Choose the correct alternative in the following:

We are given that

$U=\sin ^{-1}\left(\frac{2 x}{1+x^{2}}\right), V=\tan ^{-1}\left(\frac{2 x}{1-x^{2}}\right)$

$\frac{\mathrm{dU}}{\mathrm{dV}}=?$

Now, we know

$\frac{\mathrm{dU}}{\mathrm{dV}}=\frac{\frac{\mathrm{dU}}{\mathrm{dx}}}{\frac{\mathrm{dV}}{\mathrm{dx}}}$

Now,

$\frac{d U}{d x}=\frac{d}{d x} \sin ^{-1}\left(\frac{2 x}{1+x^{2}}\right)$

Put $x=\tan \theta$

$\theta=\tan ^{-1} x \cdots(1)$

$\Rightarrow \frac{\mathrm{dU}}{\mathrm{dx}}=\frac{\mathrm{d}}{\mathrm{dx}} \sin ^{-1}\left(\frac{2 \tan \theta}{1+\tan ^{2} \theta}\right)$

$=\frac{\mathrm{d}}{\mathrm{dx}} \sin ^{-1}(\sin 2 \theta) \because \frac{2 \tan \theta}{1+\tan ^{2} \theta}=\sin 2 \theta$

$=\frac{\mathrm{d}}{\mathrm{dx}} 2 \theta$

$=\frac{\mathrm{d}}{\mathrm{dx}} 2 \tan ^{-1} \mathrm{x}=\frac{2}{1+\mathrm{x}^{2}}$

Again

$\frac{d V}{d x}=\frac{d}{d x} \tan ^{-1}\left(\frac{2 x}{1-x^{2}}\right)$

Put $x=\tan \theta$

$\theta=\tan ^{-1} x \ldots(1)$

$\Rightarrow \frac{\mathrm{dV}}{\mathrm{dx}}=\frac{\mathrm{d}}{\mathrm{dx}} \tan ^{-1}\left(\frac{2 \tan \theta}{1-\tan ^{2} \theta}\right)$

$=\frac{\mathrm{d}}{\mathrm{dx}} \tan ^{-1}(\tan 2 \theta) \because \frac{2 \tan \theta}{1-\tan ^{2} \theta}=\tan 2 \theta$

$=\frac{\mathrm{d}}{\mathrm{dx}} 2 \theta$

$=\frac{d}{d x} 2 \tan ^{-1} x=\frac{2}{1+x^{2}} \cdots$ From (1)

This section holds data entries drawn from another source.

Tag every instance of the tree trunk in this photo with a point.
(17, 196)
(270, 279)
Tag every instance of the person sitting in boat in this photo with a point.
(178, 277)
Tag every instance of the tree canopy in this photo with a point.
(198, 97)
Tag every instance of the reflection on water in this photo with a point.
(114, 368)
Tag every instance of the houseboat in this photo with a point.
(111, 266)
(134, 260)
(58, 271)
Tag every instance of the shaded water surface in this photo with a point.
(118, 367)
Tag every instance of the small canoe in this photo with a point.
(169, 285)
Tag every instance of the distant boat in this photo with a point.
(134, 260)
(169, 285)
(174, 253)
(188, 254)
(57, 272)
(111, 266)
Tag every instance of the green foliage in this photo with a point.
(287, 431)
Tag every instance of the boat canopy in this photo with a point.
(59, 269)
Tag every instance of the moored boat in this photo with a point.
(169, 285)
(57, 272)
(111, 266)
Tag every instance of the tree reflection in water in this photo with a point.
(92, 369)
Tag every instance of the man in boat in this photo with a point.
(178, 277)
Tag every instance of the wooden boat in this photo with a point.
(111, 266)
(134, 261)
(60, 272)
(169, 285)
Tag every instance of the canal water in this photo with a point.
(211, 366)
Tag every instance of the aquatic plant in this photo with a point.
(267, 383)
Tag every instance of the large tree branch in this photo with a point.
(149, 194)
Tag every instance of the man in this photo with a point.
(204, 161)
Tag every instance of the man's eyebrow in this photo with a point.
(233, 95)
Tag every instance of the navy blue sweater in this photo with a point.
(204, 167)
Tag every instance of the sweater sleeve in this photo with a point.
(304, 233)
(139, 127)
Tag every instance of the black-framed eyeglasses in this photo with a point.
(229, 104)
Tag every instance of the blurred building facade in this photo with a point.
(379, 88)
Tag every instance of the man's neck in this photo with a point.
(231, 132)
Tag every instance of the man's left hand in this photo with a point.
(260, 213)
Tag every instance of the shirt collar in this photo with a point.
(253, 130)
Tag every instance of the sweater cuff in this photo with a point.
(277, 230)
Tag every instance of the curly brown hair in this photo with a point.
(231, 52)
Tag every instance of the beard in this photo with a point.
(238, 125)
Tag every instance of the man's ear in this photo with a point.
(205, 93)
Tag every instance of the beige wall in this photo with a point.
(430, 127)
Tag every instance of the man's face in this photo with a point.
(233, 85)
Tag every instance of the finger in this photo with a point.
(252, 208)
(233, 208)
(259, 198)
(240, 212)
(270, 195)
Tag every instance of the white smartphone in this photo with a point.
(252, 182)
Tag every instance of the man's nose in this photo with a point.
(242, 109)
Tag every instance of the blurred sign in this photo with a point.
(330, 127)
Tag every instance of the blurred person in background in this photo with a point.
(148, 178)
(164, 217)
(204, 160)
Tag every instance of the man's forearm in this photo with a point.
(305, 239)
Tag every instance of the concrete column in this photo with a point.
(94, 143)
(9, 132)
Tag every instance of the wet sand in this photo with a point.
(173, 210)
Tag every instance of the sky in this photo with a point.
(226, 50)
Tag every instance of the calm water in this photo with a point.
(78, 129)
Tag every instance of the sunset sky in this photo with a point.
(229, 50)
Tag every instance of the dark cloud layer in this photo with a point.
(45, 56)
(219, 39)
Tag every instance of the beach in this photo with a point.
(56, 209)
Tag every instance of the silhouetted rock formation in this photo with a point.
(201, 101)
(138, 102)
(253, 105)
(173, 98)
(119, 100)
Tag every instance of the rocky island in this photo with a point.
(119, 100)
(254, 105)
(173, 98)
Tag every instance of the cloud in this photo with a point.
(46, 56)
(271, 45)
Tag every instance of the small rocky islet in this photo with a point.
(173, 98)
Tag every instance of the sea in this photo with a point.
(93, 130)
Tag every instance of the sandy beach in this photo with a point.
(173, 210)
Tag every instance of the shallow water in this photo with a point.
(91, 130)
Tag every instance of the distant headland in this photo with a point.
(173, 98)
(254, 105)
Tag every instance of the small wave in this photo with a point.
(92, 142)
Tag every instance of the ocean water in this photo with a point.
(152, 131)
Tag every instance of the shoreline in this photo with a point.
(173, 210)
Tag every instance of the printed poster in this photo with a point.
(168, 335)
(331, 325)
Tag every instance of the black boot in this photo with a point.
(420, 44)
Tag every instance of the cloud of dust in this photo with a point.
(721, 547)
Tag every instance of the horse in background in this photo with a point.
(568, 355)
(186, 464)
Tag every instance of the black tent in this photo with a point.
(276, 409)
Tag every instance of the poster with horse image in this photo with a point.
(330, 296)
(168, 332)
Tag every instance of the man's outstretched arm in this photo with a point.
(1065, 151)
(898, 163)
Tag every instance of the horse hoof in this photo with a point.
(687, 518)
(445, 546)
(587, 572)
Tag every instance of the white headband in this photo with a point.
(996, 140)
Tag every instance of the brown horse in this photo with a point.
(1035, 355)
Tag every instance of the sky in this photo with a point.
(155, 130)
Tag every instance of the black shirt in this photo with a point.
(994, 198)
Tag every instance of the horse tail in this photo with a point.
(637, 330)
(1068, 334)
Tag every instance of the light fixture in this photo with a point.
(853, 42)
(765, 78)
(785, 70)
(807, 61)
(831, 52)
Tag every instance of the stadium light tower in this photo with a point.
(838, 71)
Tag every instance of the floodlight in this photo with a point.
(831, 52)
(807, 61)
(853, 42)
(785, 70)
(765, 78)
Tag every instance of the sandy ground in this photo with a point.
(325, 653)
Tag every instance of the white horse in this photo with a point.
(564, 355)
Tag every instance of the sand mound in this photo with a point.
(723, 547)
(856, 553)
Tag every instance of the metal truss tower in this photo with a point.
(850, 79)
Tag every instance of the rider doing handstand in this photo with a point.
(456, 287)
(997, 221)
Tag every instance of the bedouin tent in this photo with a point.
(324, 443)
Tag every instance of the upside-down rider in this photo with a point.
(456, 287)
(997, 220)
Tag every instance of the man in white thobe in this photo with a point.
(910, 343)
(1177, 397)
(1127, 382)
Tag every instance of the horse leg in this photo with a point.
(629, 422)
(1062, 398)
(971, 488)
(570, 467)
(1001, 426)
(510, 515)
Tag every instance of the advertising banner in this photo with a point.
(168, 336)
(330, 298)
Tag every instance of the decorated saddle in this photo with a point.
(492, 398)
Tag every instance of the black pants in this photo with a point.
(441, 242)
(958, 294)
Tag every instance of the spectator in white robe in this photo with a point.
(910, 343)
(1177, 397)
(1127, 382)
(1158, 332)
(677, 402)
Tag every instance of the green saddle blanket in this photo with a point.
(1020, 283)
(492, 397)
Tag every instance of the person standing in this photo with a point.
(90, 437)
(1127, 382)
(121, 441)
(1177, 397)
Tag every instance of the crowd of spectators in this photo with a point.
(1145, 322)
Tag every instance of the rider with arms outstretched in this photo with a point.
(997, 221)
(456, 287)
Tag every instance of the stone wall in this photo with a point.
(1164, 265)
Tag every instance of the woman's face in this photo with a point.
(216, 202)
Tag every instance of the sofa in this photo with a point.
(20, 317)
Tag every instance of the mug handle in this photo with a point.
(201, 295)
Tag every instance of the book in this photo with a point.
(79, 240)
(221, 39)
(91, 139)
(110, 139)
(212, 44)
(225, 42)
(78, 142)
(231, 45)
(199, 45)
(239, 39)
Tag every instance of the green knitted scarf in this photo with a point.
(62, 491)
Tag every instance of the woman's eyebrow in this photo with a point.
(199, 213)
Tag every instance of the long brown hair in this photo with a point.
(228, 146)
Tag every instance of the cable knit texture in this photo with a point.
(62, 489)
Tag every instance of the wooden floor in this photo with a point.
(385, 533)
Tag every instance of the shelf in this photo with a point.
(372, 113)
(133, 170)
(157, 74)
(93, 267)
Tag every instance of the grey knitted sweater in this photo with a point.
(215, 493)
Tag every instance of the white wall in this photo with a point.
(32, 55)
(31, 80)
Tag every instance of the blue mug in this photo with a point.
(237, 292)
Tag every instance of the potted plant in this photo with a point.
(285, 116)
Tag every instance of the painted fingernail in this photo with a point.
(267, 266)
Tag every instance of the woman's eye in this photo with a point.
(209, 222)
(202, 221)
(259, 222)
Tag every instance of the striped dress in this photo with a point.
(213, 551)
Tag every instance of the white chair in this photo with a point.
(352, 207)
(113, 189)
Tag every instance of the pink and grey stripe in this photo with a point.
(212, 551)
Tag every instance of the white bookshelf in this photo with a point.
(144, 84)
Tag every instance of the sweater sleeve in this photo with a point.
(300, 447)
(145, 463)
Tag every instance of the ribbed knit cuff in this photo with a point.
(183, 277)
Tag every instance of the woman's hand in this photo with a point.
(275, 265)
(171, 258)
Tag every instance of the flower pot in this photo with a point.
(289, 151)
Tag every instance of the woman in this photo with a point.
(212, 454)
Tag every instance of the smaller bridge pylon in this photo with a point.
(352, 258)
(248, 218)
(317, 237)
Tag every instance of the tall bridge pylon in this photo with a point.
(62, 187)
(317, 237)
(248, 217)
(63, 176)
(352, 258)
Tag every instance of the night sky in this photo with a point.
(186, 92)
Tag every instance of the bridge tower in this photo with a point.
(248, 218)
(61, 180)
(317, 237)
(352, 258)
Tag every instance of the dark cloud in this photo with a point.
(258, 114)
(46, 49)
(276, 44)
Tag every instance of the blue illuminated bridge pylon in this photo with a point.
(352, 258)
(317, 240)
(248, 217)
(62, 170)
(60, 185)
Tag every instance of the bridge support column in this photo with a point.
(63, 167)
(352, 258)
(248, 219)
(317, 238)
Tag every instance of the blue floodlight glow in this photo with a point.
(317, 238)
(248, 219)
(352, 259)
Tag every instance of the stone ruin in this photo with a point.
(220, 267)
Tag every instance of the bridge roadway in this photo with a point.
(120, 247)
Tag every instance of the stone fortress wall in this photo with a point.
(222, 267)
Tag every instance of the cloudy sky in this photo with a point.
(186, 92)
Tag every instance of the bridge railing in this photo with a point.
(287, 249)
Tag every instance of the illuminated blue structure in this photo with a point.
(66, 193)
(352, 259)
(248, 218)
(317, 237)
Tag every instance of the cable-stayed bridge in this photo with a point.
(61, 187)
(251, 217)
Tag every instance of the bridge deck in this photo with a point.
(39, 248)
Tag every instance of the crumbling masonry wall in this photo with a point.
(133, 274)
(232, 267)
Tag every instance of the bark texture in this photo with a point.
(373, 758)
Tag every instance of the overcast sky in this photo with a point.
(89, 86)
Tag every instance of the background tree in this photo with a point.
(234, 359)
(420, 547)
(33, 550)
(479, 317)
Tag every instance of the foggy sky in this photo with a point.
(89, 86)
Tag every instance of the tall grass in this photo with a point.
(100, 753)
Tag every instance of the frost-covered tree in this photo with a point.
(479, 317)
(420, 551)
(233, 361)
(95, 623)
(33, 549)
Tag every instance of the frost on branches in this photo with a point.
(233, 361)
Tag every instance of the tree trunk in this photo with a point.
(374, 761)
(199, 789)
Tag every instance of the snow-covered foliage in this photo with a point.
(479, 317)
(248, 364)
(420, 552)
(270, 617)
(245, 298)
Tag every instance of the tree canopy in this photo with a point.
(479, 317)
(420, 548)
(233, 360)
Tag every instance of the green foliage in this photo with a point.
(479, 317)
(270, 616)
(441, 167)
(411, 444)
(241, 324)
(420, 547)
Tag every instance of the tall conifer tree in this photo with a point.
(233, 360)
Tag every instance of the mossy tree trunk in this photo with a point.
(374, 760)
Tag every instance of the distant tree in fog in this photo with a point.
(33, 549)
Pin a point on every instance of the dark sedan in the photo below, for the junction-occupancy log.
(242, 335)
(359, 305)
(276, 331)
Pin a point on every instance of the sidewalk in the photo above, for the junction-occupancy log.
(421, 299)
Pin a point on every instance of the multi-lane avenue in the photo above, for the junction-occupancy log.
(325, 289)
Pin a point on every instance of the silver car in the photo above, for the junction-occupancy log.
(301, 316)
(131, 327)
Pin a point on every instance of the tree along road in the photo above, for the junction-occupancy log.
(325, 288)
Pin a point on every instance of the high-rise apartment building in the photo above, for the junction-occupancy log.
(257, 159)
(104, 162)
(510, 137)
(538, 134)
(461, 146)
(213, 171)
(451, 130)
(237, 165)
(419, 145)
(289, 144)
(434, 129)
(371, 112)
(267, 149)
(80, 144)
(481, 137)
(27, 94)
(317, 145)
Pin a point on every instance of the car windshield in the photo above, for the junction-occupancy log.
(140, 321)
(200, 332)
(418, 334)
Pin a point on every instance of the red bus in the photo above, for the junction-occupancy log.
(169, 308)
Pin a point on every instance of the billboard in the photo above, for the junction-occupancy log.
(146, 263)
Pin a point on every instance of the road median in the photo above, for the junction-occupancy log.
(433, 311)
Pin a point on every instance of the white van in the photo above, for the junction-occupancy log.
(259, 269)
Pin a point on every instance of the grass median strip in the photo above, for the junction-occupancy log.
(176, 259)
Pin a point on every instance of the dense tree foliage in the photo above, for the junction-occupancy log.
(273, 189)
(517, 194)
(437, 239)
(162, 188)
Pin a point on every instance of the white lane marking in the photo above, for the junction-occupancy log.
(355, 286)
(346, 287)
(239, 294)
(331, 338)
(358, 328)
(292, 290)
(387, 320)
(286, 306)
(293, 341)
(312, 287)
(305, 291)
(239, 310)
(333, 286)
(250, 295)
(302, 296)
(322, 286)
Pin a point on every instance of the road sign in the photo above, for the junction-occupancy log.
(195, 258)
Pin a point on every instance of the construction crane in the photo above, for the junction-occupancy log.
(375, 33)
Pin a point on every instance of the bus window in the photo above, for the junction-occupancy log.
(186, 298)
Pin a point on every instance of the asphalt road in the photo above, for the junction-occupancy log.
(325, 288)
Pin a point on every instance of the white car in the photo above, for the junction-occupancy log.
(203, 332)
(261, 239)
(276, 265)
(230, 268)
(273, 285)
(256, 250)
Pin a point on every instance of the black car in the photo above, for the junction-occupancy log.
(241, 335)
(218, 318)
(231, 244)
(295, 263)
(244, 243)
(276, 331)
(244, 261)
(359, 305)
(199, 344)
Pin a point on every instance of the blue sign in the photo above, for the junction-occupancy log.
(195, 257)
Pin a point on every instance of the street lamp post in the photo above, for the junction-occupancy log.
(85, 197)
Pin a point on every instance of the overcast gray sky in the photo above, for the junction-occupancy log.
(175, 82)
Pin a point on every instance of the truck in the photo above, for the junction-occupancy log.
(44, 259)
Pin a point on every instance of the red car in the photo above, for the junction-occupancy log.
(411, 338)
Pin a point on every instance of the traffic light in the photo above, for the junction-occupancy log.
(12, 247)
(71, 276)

Now, $\frac{\mathrm{dU}}{\mathrm{dV}}=\frac{\frac{\mathrm{du}}{\mathrm{dx}}}{\frac{\mathrm{dv}}{\mathrm{dx}}}=\frac{\frac{2}{1+\mathrm{x}^{2}}}{\frac{2}{1+\mathrm{x}^{2}}}=1$

$\therefore \frac{\mathrm{dU}}{\mathrm{dV}}=1=(\mathrm{D})$